Martin Schwab (UCI) on Kant and Jurisprudence


 Humanities Center     May 12 2016 | 5:00 PM - 6:30 PM Law 3500

Please join us for the next meeting of Law, Reason and Value, the new colloquium in jurisprudence co-sponsored by the School of Law and the School of Humanities.

Our speaker will be Martin Schwab, Professor Emeritus of Philosophy and Comparative Literature at UC Irvine, who will discuss 'Kant's Doctrine of Right - Some Critical Reflections' (please see abstract below).

The discussion will run 5-6:30pm Law 3500. There will also be a faculty dinner following the discussion; if interested please email jhelmrei@uci.edu to receive a copy of Dr. Scwab's paper.

Kant's Doctrine of Right - Some Critical Reflections
Martin Schwab, University of California-Irvine.

 [From the Introduction:]

The paper follows the sequence of basic forms of natural right/law in Kant's Metaphysics of Morals the "Metaphysical First Principles of the Doctrine of Rights.

I try to address two main issues.

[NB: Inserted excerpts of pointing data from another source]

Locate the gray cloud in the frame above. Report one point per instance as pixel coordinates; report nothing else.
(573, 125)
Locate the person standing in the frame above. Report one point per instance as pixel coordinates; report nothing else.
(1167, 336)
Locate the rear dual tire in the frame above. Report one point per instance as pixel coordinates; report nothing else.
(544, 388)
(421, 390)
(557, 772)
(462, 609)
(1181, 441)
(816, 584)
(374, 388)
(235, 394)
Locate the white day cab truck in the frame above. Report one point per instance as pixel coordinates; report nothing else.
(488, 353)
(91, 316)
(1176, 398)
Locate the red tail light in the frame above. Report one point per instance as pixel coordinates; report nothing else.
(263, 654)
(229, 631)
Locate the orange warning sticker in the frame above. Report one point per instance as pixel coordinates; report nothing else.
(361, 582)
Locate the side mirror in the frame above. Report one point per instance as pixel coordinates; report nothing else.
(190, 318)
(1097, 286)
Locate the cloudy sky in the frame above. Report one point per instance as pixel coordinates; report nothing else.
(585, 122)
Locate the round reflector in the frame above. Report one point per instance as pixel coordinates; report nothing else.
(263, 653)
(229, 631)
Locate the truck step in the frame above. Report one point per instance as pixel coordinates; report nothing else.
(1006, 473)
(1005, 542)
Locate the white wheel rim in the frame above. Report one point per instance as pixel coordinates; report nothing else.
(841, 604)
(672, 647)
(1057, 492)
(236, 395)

The first is the sequence of these natural rights. They appear to be one linear sequence where the later rights develop more fully what the earlier parts introduce with only partial character, a sequence of unfolding in increasing differentiation. I want to show how at each juncture reason must intervene in order to secure the next step, and that this occurs against backgrounds of alternatives not discussed by Kant. This makes
the "Doctrine of Right" less stringent than its author seems to have thought.

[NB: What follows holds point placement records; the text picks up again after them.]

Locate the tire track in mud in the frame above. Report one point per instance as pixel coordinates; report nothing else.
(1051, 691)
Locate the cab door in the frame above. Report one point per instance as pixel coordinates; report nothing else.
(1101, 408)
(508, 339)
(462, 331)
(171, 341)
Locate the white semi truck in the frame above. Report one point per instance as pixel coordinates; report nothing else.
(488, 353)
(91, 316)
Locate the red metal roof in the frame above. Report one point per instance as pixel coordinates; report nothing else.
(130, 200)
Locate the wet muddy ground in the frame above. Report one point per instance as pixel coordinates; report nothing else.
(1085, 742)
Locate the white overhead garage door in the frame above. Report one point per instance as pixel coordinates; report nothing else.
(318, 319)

The other idea is that the Doctrine of Right has a dominant theme running through the whole work. That is a certain concept of freedom of choice. Kant's natural law is the presentation of a complex form of freedom for agents operating in a community. It is a freedom of choice (Willkür). And the law - one of the purposes of the law - is to fashion and secure this kind of freedom. It is a self-imposed freedom that is, simultaneously, the freedom of choice for individuals, and the freedom of choice of and in the collective.